Additionally, a crossover novel, Vostok, described as a "sequel to The Loch and prequel to Meg: Nightstalkers", was released in 2015.

==Film==

A film based on the novel had been mired in development hell since 1997. At one point, reports surfaced that the film was slated for a 2008 release date and was to be made by New Line Cinema, which had recently bought the rights from Alten. Names that were attached to the project included Jan de Bont and Guillermo del Toro. However, in July 2007, New Line canceled the production. Steve Alten had said that once his relationship with New Line was finally over, he would be taking the property elsewhere. The rights eventually reverted to Alten, but the film remained in development hell.

In 2011, Alten commented on his sparsely updated website. Along with the announcement that he would be releasing a prequel novella titled Meg: Origins, Alten indicated that he was holding back the release of his next entry in the series Meg: Night Stalkers to time with the release of the film. On January 2, 2015, Alten appeared on Coast to Coast AM radio with George Noory and said that a film based on Meg was back on track.

On June 16, 2015, Eli Roth was announced to direct the film adaptation. He left the project due to creative differences. On March 3, 2016, ComingSoon.net reported that director Jon Turteltaub (National Treasure) has since been in talks to helm the movie adaptation of Steve Alten's Meg.

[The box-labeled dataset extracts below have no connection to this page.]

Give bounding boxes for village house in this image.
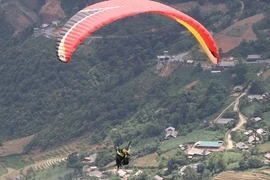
[216,118,234,124]
[179,163,200,175]
[233,85,244,93]
[264,152,270,161]
[217,61,235,69]
[194,141,223,149]
[88,170,103,179]
[244,129,253,136]
[134,170,143,176]
[186,59,194,65]
[256,128,268,136]
[248,95,263,102]
[236,142,248,150]
[251,117,262,122]
[187,146,211,159]
[154,175,164,180]
[164,127,178,140]
[246,54,262,62]
[248,135,260,144]
[156,51,171,70]
[117,169,127,178]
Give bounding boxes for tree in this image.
[182,166,199,180]
[247,157,264,168]
[201,169,212,180]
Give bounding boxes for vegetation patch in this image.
[0,165,8,177]
[27,165,73,180]
[258,142,270,153]
[226,24,248,37]
[214,171,269,180]
[159,129,224,153]
[0,155,33,170]
[135,153,158,167]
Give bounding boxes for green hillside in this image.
[0,1,270,148]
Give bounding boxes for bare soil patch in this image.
[0,135,34,156]
[185,80,199,89]
[214,171,270,180]
[135,153,158,167]
[214,14,264,53]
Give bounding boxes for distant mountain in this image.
[1,0,66,33]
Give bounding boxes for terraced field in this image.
[214,171,270,180]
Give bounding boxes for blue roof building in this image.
[194,141,223,148]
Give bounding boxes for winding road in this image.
[225,87,250,150]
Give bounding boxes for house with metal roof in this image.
[236,142,248,150]
[194,141,223,148]
[164,127,178,140]
[247,54,262,62]
[216,118,234,124]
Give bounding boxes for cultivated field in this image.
[214,171,270,180]
[214,14,264,53]
[0,135,34,156]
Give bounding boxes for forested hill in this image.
[0,0,268,148]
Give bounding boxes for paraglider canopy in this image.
[56,0,219,64]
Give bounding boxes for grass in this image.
[223,151,242,170]
[258,142,270,153]
[225,25,248,37]
[0,155,33,170]
[159,129,224,153]
[241,102,259,117]
[29,166,73,180]
[214,171,269,180]
[262,112,270,125]
[0,165,8,177]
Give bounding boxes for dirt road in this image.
[226,88,249,150]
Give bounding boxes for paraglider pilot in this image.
[115,142,131,171]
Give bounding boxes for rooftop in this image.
[218,61,235,67]
[247,54,262,59]
[195,141,223,148]
[217,118,234,124]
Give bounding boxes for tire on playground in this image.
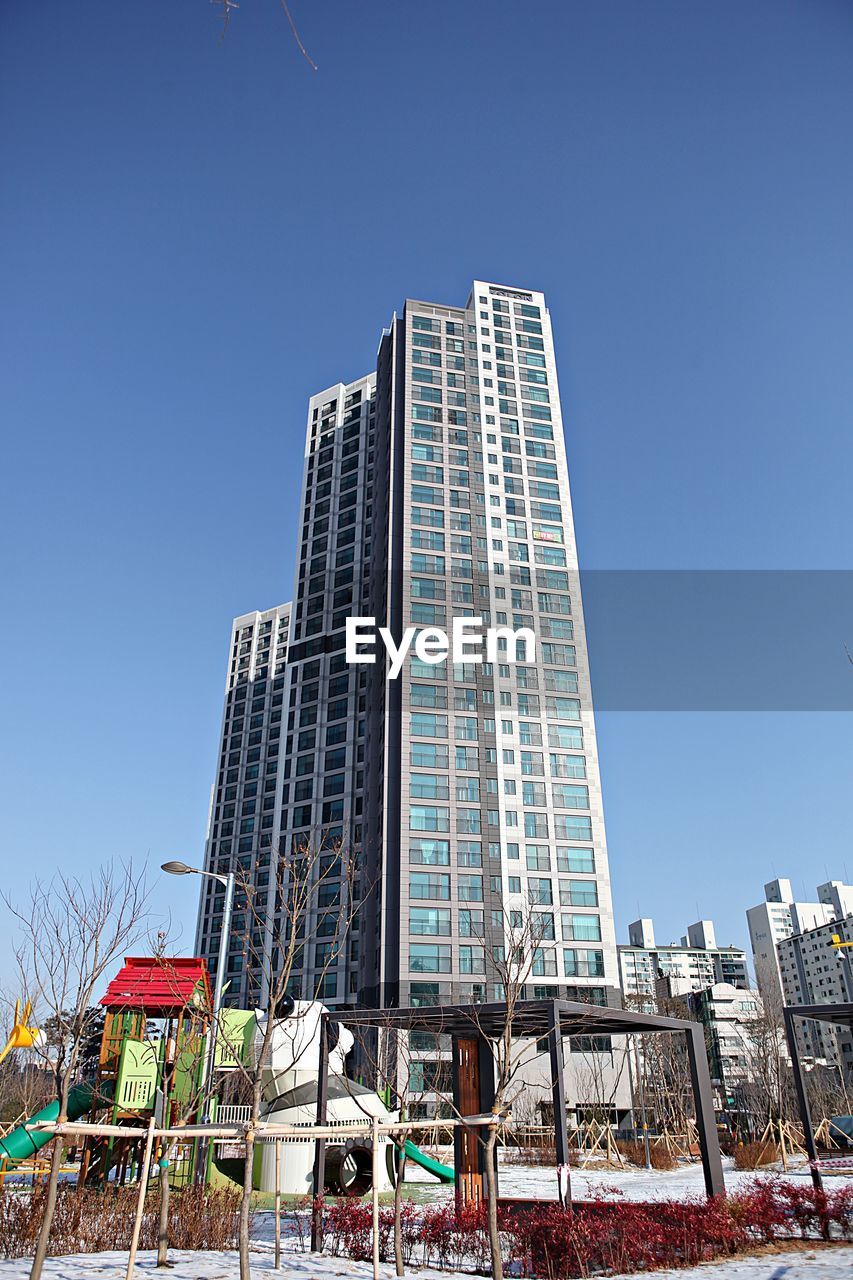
[325,1139,373,1196]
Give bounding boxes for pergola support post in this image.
[548,1004,571,1208]
[311,1014,329,1253]
[476,1036,498,1196]
[784,1009,824,1192]
[684,1023,726,1197]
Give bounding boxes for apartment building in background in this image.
[681,982,758,1110]
[617,918,749,1011]
[199,282,619,1111]
[747,879,831,1005]
[196,604,291,1006]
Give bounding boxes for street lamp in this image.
[160,861,234,1180]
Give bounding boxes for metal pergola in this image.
[308,1000,725,1244]
[784,1002,853,1190]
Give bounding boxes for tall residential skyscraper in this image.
[196,604,291,1005]
[194,282,619,1029]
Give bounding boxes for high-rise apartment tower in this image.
[200,280,619,1005]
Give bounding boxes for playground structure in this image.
[0,956,453,1196]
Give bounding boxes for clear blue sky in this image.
[0,0,853,977]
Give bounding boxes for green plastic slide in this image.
[0,1084,95,1161]
[406,1142,456,1183]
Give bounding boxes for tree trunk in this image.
[394,1135,406,1276]
[240,1121,255,1280]
[485,1128,503,1280]
[158,1143,174,1267]
[29,1116,68,1280]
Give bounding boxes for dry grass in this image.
[616,1142,678,1172]
[0,1185,240,1258]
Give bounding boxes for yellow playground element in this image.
[0,1000,41,1062]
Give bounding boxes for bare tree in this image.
[210,0,316,72]
[743,983,795,1125]
[455,896,557,1280]
[218,833,364,1280]
[4,863,149,1280]
[346,1020,442,1276]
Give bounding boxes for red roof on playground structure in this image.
[101,956,210,1014]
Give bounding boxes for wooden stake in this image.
[124,1116,155,1280]
[371,1116,380,1280]
[275,1142,282,1271]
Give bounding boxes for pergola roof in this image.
[327,1000,696,1039]
[786,1004,853,1027]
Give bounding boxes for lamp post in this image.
[160,861,234,1181]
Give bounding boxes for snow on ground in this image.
[406,1153,853,1203]
[0,1160,853,1280]
[0,1244,853,1280]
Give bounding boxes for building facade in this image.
[199,282,619,1101]
[619,918,749,1011]
[684,982,763,1110]
[196,604,291,1006]
[747,879,853,1080]
[365,282,619,1004]
[747,879,831,1005]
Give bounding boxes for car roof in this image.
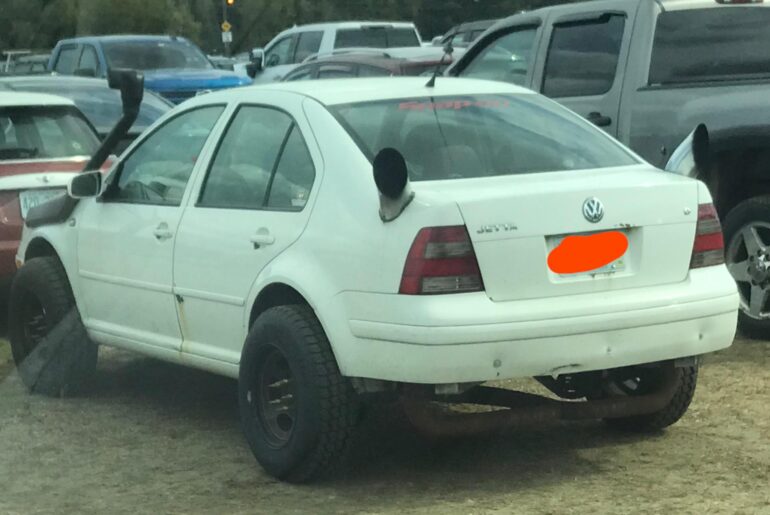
[0,90,75,107]
[191,76,534,106]
[59,34,187,44]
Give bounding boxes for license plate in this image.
[19,189,66,220]
[548,231,630,277]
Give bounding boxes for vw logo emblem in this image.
[583,197,604,224]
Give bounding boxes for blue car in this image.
[48,36,251,104]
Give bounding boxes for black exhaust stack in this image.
[25,68,144,227]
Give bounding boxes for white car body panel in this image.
[18,78,738,384]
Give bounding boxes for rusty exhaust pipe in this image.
[401,365,679,437]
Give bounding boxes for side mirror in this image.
[67,172,102,199]
[372,148,414,222]
[246,63,262,79]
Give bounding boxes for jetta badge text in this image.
[583,197,604,224]
[476,224,518,234]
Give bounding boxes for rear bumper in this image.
[335,267,738,384]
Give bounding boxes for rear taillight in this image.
[690,204,725,269]
[399,225,484,295]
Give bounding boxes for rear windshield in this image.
[104,40,213,70]
[649,6,770,85]
[334,27,420,48]
[330,95,637,181]
[0,107,99,161]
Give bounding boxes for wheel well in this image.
[706,140,770,219]
[24,238,59,261]
[249,283,308,327]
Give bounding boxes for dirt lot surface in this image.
[0,340,770,514]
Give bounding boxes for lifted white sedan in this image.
[11,78,738,481]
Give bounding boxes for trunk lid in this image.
[414,165,698,301]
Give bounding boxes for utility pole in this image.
[222,0,235,57]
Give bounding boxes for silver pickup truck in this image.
[447,0,770,338]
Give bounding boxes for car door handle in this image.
[152,222,174,241]
[586,111,612,127]
[249,227,275,250]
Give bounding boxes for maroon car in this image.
[0,91,99,328]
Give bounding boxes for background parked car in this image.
[48,36,251,104]
[448,0,770,337]
[0,91,99,332]
[283,49,460,81]
[0,75,174,154]
[244,21,422,82]
[433,20,497,48]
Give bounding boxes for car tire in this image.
[724,197,770,339]
[8,257,99,397]
[238,305,359,483]
[605,365,698,433]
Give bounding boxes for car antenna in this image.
[425,41,455,88]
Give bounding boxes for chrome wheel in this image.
[726,221,770,320]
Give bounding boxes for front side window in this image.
[331,94,638,181]
[103,39,213,70]
[78,45,99,74]
[460,27,537,86]
[649,6,770,85]
[265,36,297,67]
[197,106,315,210]
[294,31,324,63]
[543,14,626,98]
[54,45,80,75]
[0,106,99,160]
[111,106,224,206]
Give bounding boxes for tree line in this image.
[0,0,559,53]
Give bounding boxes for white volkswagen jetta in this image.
[11,78,738,481]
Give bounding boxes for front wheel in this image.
[724,197,770,339]
[238,305,358,483]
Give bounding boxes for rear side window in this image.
[331,94,637,181]
[198,106,315,211]
[649,6,770,85]
[0,107,99,161]
[543,14,626,98]
[54,45,80,75]
[334,27,420,48]
[460,27,537,86]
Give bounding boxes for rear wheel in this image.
[8,257,98,396]
[604,363,698,433]
[724,197,770,339]
[238,305,358,483]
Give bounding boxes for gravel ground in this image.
[0,340,770,515]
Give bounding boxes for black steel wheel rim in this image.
[255,345,297,448]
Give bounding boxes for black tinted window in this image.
[332,94,636,181]
[55,46,80,75]
[294,31,324,63]
[334,27,420,48]
[543,15,626,98]
[649,7,770,84]
[460,28,537,86]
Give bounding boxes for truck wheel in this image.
[238,305,358,483]
[724,197,770,339]
[605,365,698,433]
[8,257,99,397]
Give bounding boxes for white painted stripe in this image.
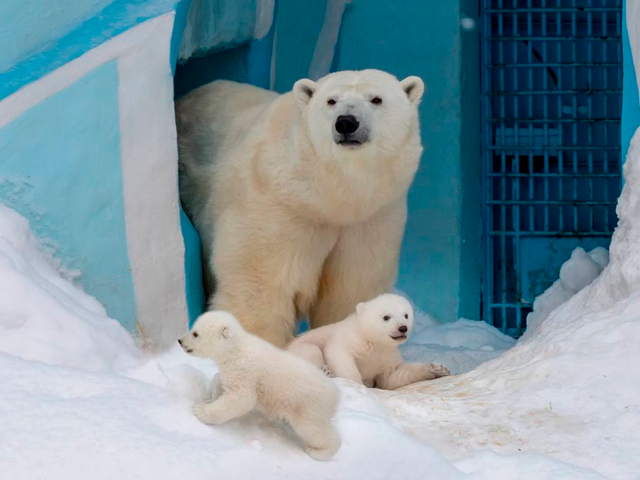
[0,12,175,128]
[118,15,188,347]
[0,12,188,346]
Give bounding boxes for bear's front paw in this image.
[320,365,335,378]
[193,403,216,425]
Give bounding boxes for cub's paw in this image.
[430,363,451,378]
[422,363,451,380]
[320,365,336,378]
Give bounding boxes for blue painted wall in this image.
[330,0,482,321]
[0,0,180,99]
[0,61,136,330]
[621,1,640,163]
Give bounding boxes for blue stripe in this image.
[0,61,136,330]
[621,1,640,169]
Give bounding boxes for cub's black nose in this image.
[336,115,360,135]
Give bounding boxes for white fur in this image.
[179,311,341,460]
[288,294,449,390]
[176,70,424,346]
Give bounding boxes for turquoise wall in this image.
[0,0,178,99]
[0,61,136,330]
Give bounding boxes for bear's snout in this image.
[336,115,360,135]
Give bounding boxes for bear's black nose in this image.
[336,115,360,135]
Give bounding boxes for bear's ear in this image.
[293,78,316,105]
[400,77,424,105]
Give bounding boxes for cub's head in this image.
[178,311,243,358]
[356,293,413,345]
[293,70,424,156]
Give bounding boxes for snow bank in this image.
[402,319,516,375]
[379,132,640,480]
[523,247,609,339]
[0,203,139,372]
[0,204,465,480]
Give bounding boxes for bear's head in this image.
[356,293,413,345]
[178,311,244,359]
[293,70,424,158]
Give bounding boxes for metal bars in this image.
[481,0,622,337]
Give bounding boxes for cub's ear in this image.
[400,77,424,105]
[293,78,316,105]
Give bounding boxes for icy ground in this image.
[0,138,640,480]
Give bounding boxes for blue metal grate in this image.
[481,0,622,337]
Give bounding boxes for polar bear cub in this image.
[288,294,450,390]
[178,311,341,460]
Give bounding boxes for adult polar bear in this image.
[176,70,424,346]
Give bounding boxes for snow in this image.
[0,129,640,480]
[523,247,609,338]
[0,203,139,372]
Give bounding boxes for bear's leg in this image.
[210,282,296,348]
[193,389,256,425]
[376,363,451,390]
[210,212,338,348]
[309,198,407,328]
[289,414,342,460]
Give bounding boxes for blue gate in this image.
[481,0,623,337]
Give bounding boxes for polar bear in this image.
[178,311,341,460]
[288,294,450,390]
[176,70,424,347]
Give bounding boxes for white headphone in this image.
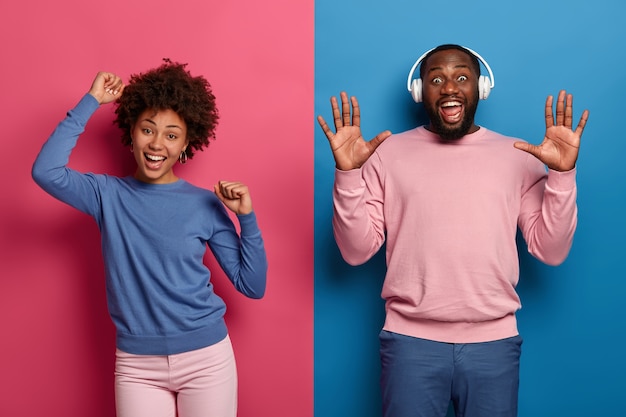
[406,46,496,103]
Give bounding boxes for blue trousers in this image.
[380,330,522,417]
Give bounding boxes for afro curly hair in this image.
[113,58,219,159]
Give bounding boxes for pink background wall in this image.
[0,0,314,417]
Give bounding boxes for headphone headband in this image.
[406,46,496,101]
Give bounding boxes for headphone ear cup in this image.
[411,78,422,103]
[478,75,491,100]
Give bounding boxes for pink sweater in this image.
[333,127,577,343]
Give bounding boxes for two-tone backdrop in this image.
[0,0,626,417]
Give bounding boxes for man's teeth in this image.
[145,154,165,161]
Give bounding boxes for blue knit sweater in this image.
[32,94,267,355]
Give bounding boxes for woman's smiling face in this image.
[131,109,189,184]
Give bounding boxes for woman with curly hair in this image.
[32,60,267,417]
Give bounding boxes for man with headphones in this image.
[318,45,589,417]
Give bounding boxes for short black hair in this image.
[113,58,219,159]
[420,43,480,80]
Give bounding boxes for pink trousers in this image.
[115,336,237,417]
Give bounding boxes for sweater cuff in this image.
[237,211,260,235]
[546,168,576,191]
[72,93,100,124]
[335,168,363,190]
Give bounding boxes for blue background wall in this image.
[314,0,626,417]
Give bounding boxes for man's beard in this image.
[425,101,478,141]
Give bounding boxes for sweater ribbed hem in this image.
[383,311,519,343]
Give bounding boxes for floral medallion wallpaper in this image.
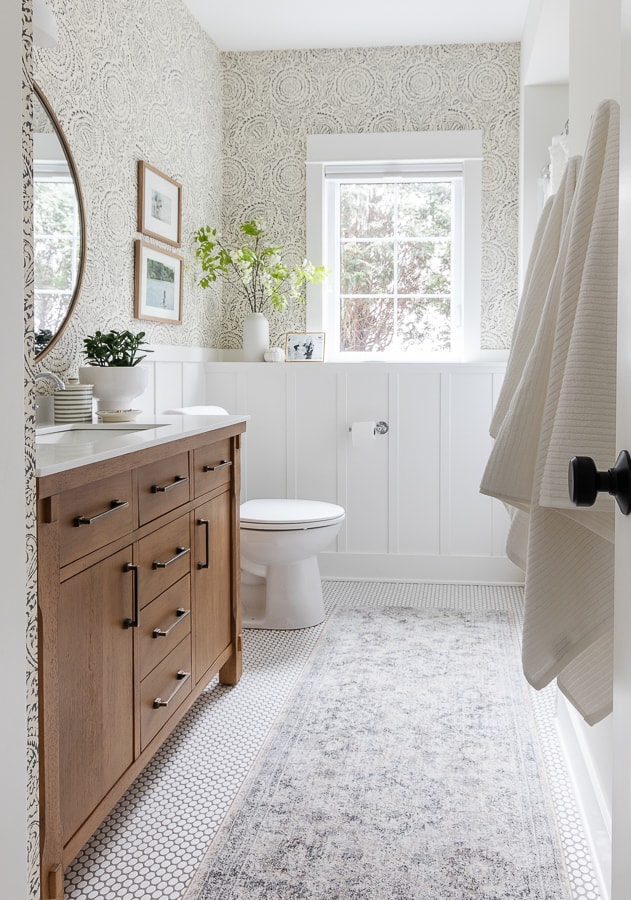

On April 14, 2016, various media outlets reported that action star Jason Statham would be taking the lead role of Jonas Taylor in the upcoming film. In July 2016, Jessica McNamee and Ruby Rose also joined the cast of the film.

The film was initially due to be released on March 2, 2018, but was ultimately released on August 10, 2018. The novel's opening scene, in which a T. rex is eaten by a meg during the Cretaceous period, was ultimately adapted to the science fiction action film Meg 2: The Trench, released on August 4, 2023.